Today, at 7pm, will mark my last final for the school year. Hmm. I want to write something here, but I'd rather not share it. Eh, that one I'll just keep to myself. I'm almost ready to ace this final. This spring break, and the few months following it, for that matter, are going to be grueling and tough, and I feel uneasy at the uncertainty of...everything. But in the past day or so I was rebuked by my lack of faith. At the first sight of a storm, I forgot about the power of my almighty God and was reduced to relying on myself, fearful of a cloudy and unclear future in which subconsciously I believed I was in control of. Really, little to nothing is in my power, and I can only lift it up to God and realize that He's holding me and my circumstances. I'm reminded time and again that "my" life isn't about me, it's about Him. I think I'll conclude here, so I don't end up failing my final. I will return soon! God is good. All the time.
Thursday, March 18, 2010
Completely random, probably not worth reading. Actually, go ahead and don't read this entry at all. It's just for me. Drawn in? Too bad :)

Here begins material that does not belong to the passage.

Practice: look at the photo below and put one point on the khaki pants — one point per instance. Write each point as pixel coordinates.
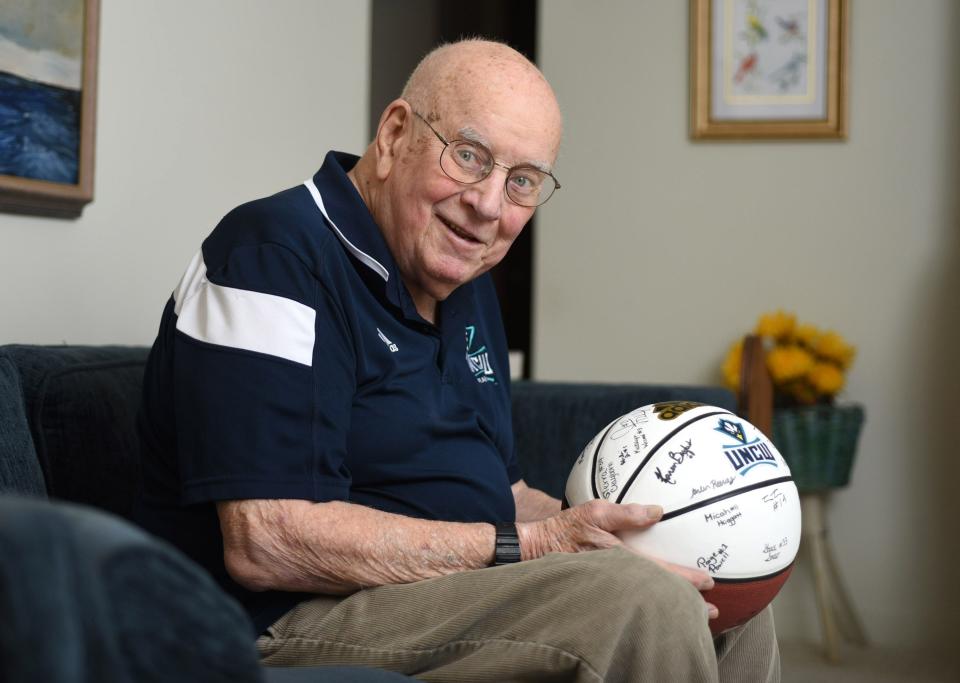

I'm sitting here at Geisel library on 7th floor, where it's supposed to be near dead quiet. The people are mostly silent, but the air conditioning is roaring incessantly, and even my in-ear skull candy earphones can't silence the noise of these monsters. I wonder how much electricity and power is used on producing the cold air that's constantly (and unnecessarily, at least at the moment) blasting right next to where I'm sitting. I'm already settled down and don't want to disrupt my study flow by moving.